Among the Philippine hornbills, it is most closely related to the Sulu hornbill but is differentiated by its white bill and face versus the Sulu hornbill's jet black features.

== Behaviour and ecology ==
The Palawan hornbill consumes mostly fruit, but also occasionally insects and vertebrates. Due to its large size and home range, it is an important vector of seed dispersal for large-seeded trees. Many ground-dwelling seed-eating mammals live beneath such trees, and in areas where hornbills have become rare,
consume such a large percentage of the fallen seeds that they threaten the trees' survival.

It is usually seen in pairs or small noisy family groups, and it has a communal roosting site. It is most usually observed in fruiting trees at the forest edge, but it also feeds on insects and small reptiles.

== Habitat and conservation status ==
It inhabits primary and secondary dipterocarp forest, mangrove swamps and forest edge up to 900 meters above sea level. It has also occasionally been recorded visiting farmland and cultivations. It requires large trees for nesting. While they can tolerate secondary forest, they have the highest population densities and health in primary (old-growth) forest

It is officially classified as vulnerable with the population estimated, as of 2021, to be between 20,000 – 49,999 mature individuals. This population is decreasing, projected to decline by 31% over the species' next three generations due to habitat destruction, hunting for food, and the live bird trade. It is threatened by habitat destruction through logging, conversion into agricultural land or urban development and mining.

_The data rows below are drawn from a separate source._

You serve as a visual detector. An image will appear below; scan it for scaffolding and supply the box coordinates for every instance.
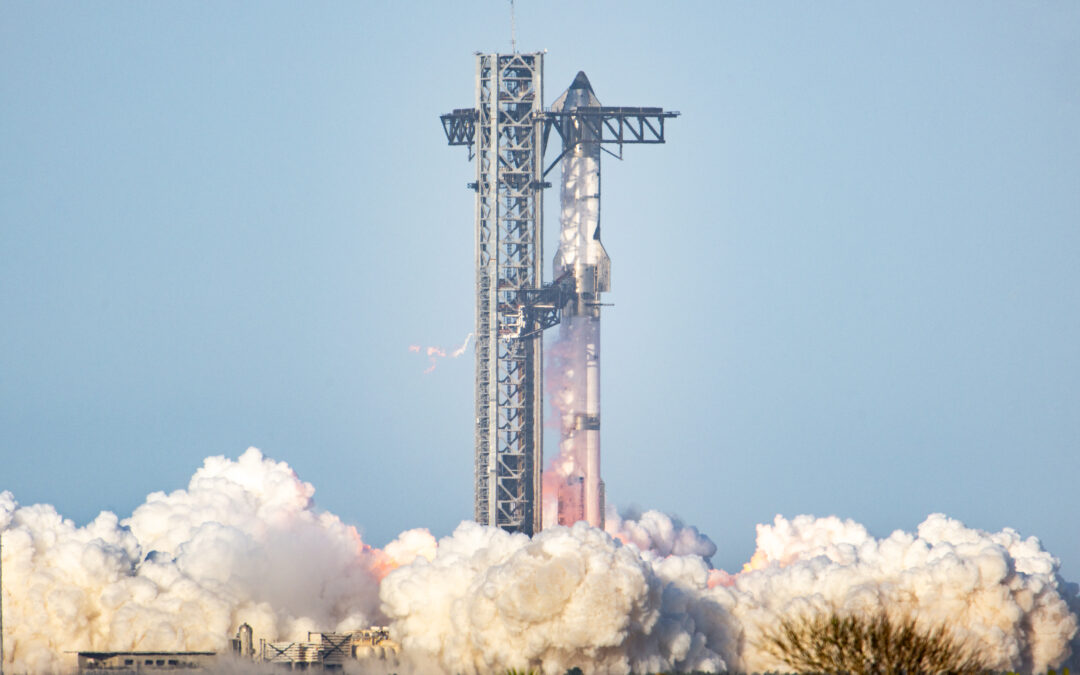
[442,53,544,535]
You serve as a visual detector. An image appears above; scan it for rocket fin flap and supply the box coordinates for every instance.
[594,239,611,293]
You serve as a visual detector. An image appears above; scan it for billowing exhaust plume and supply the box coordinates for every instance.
[0,448,1080,674]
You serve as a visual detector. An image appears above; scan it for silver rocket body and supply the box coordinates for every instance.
[549,72,611,528]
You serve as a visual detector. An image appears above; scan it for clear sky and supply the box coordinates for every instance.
[0,0,1080,581]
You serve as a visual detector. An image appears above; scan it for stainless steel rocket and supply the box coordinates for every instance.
[552,72,611,528]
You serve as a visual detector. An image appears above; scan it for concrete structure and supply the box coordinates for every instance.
[76,651,217,675]
[441,53,678,535]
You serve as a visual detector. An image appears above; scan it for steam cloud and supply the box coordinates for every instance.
[408,333,473,375]
[0,448,1080,674]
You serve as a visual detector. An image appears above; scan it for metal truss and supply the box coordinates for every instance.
[544,106,679,176]
[442,53,545,535]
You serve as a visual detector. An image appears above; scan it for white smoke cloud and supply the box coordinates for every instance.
[0,448,378,673]
[381,523,724,674]
[604,505,716,563]
[712,514,1080,672]
[0,448,1080,674]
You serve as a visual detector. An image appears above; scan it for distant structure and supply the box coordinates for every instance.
[441,52,678,535]
[77,623,401,675]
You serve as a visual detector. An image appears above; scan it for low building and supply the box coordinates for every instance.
[78,651,217,675]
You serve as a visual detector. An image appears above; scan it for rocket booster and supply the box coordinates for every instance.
[552,72,611,528]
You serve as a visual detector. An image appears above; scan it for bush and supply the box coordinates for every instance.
[760,612,986,675]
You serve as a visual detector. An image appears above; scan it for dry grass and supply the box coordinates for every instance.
[760,612,986,675]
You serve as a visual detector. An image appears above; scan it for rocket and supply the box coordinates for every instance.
[552,72,611,528]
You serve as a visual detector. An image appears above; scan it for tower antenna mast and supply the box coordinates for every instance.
[510,0,517,54]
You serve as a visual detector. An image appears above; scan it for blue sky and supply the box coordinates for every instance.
[0,0,1080,580]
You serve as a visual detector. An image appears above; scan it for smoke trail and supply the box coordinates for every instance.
[0,448,1080,674]
[408,333,473,375]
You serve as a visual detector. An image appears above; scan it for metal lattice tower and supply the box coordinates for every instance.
[443,53,543,535]
[441,53,678,535]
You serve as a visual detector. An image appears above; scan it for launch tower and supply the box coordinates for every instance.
[441,52,678,535]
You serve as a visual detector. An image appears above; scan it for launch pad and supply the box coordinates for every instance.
[441,52,678,535]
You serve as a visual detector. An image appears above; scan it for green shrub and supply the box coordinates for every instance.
[760,612,986,675]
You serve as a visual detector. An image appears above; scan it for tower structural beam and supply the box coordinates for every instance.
[442,53,544,535]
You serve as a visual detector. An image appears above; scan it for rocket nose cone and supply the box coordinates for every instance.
[570,70,593,92]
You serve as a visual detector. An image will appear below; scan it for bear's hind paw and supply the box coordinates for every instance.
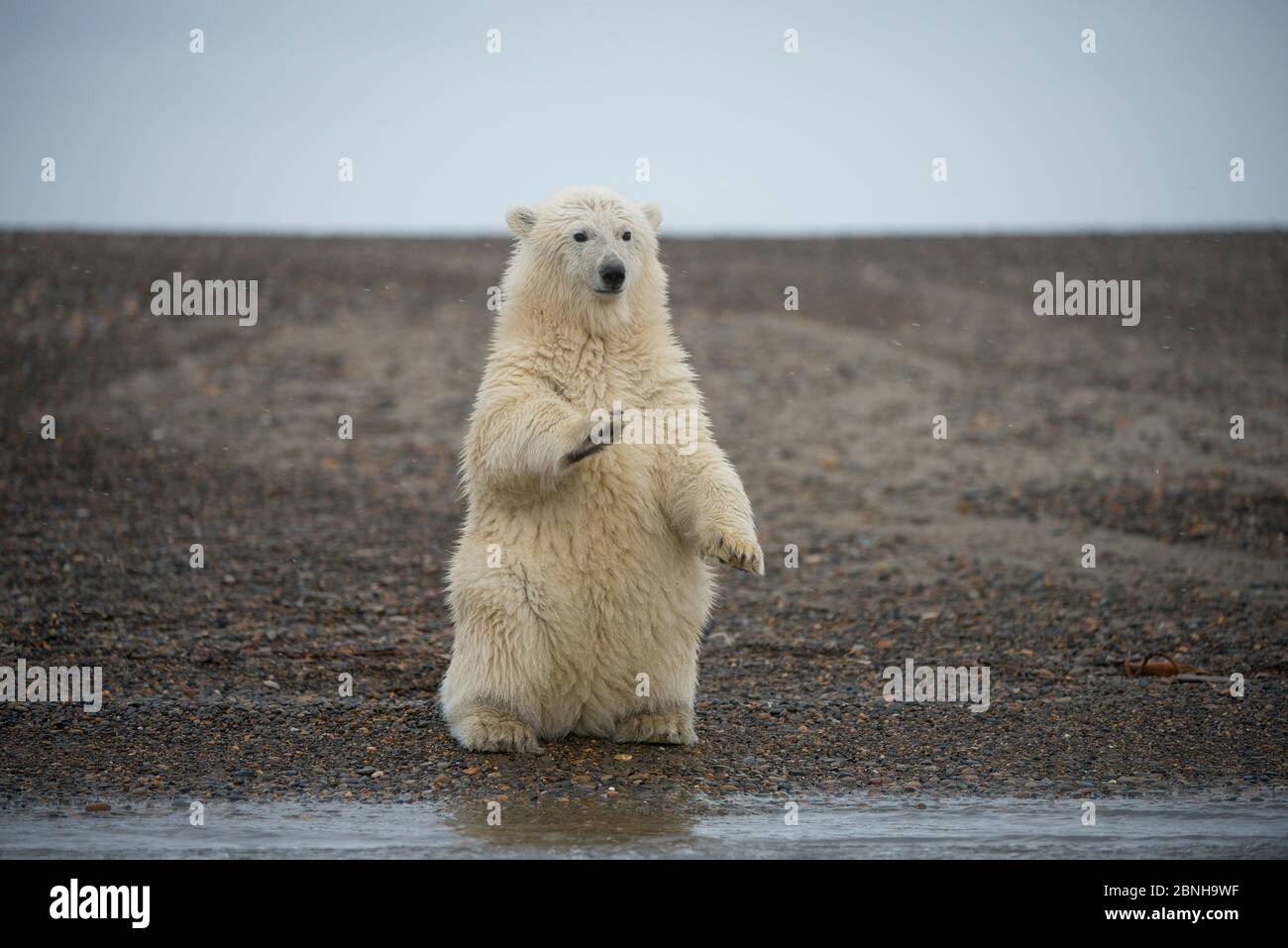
[613,711,698,745]
[452,707,545,754]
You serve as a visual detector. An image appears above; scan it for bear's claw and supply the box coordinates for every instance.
[703,536,765,576]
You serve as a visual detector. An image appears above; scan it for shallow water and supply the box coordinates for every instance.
[0,797,1288,859]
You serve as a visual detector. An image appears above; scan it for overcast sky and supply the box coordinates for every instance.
[0,0,1288,233]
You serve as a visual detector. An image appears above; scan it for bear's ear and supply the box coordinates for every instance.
[640,201,662,231]
[505,206,537,239]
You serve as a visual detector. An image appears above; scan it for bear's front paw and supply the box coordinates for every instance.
[702,532,765,576]
[452,707,545,754]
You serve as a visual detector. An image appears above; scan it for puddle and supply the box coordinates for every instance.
[0,797,1288,859]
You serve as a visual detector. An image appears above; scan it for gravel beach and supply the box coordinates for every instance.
[0,233,1288,809]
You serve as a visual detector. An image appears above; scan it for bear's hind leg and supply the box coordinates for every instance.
[613,707,698,745]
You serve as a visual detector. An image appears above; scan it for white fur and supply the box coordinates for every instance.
[441,188,764,752]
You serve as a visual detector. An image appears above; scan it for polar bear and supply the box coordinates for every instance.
[439,187,765,754]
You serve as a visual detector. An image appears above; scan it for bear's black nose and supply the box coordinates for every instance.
[599,263,626,290]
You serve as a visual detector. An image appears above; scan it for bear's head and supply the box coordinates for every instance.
[505,187,666,332]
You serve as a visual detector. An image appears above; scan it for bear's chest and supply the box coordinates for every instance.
[550,340,656,412]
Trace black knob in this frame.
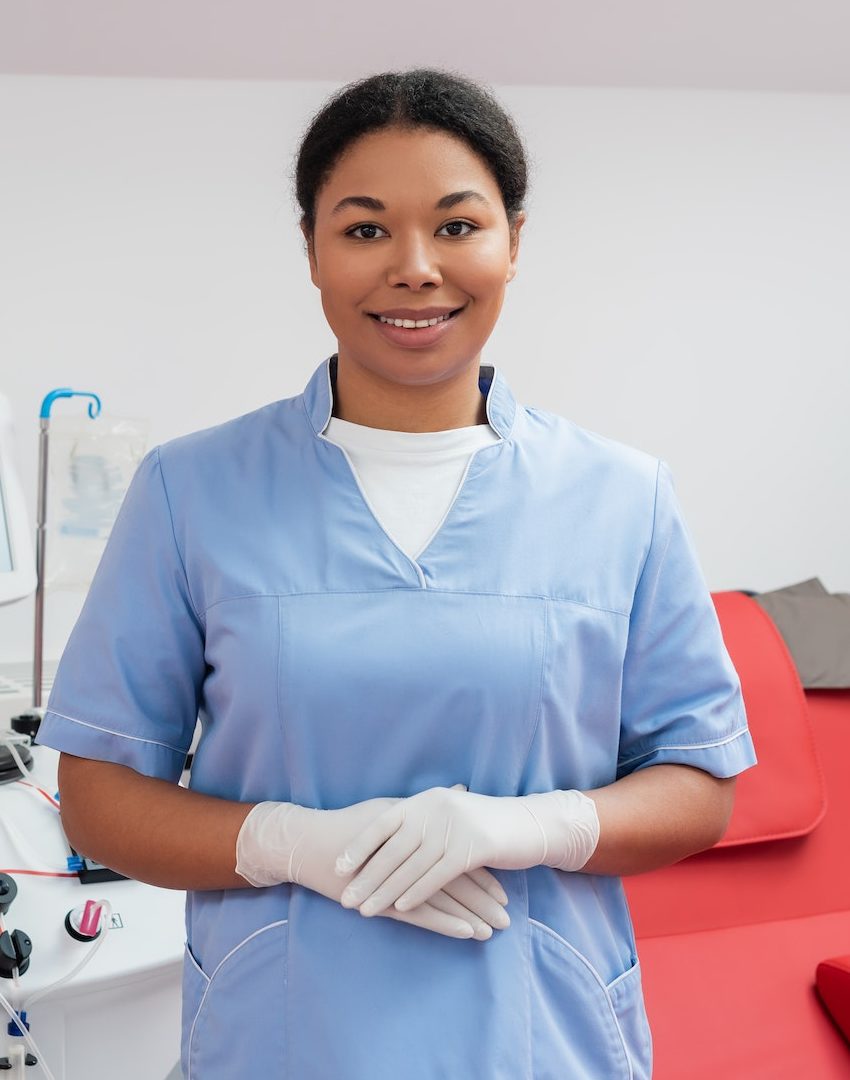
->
[0,930,32,978]
[0,874,17,915]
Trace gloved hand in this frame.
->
[336,787,599,916]
[235,785,511,941]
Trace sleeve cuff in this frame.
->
[617,725,758,780]
[36,708,188,783]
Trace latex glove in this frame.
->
[235,798,511,941]
[336,787,599,916]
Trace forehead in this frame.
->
[316,129,500,215]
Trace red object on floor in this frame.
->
[623,593,850,1080]
[815,956,850,1042]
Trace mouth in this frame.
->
[366,305,466,328]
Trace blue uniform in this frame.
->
[40,356,756,1080]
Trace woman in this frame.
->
[40,69,756,1080]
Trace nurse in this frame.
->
[39,69,756,1080]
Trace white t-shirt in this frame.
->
[324,416,499,559]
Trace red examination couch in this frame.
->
[623,592,850,1080]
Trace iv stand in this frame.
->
[32,387,100,717]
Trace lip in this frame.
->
[370,308,466,350]
[366,305,463,320]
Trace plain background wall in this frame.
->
[0,77,850,660]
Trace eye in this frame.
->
[346,225,383,240]
[442,221,478,237]
[346,220,480,240]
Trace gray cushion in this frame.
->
[753,578,850,689]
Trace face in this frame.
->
[308,129,524,386]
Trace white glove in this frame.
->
[336,787,599,916]
[235,798,511,941]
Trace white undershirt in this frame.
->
[324,416,500,559]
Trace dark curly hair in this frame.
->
[295,68,528,248]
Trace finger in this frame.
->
[438,874,511,930]
[356,848,442,918]
[335,800,404,877]
[380,904,474,937]
[395,856,463,912]
[429,889,498,942]
[467,866,508,904]
[340,829,425,915]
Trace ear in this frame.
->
[301,222,320,288]
[505,210,525,282]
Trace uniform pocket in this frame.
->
[528,919,652,1080]
[180,920,287,1080]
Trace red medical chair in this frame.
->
[623,592,850,1080]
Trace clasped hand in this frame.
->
[336,787,547,916]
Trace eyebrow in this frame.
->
[330,191,489,217]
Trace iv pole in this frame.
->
[32,387,100,718]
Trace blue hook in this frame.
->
[39,387,100,420]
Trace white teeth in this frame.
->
[378,314,451,329]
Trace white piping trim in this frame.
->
[186,919,289,1080]
[44,708,189,754]
[618,726,748,765]
[528,916,634,1080]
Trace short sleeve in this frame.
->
[38,448,205,782]
[617,461,757,780]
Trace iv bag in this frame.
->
[44,414,149,591]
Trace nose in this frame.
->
[387,233,443,289]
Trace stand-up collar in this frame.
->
[302,353,516,440]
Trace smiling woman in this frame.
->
[39,69,755,1080]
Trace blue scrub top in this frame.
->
[39,355,756,1080]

The species is present in conservation areas - the entirety of Palawan has been designated a biosphere reserve but actual protection and enforcement against logging and hunting has been difficult. There are populations in several other protected areas such as Puerto Princesa Subterranean River National Park, El Nido Marine Reserve and others. It is listed in CITES as Appendix II.

Conservation actions proposed include surveys in the remaining lowland forests throughout its range, and getting a better understanding of the scope and impact of illegal capture for the bird trade on the species. More research on the species' needs for successful nesting is needed, and an expansion of protected areas within its range (notably, Puerto Princesa Subterranean River National Park) would be ideal.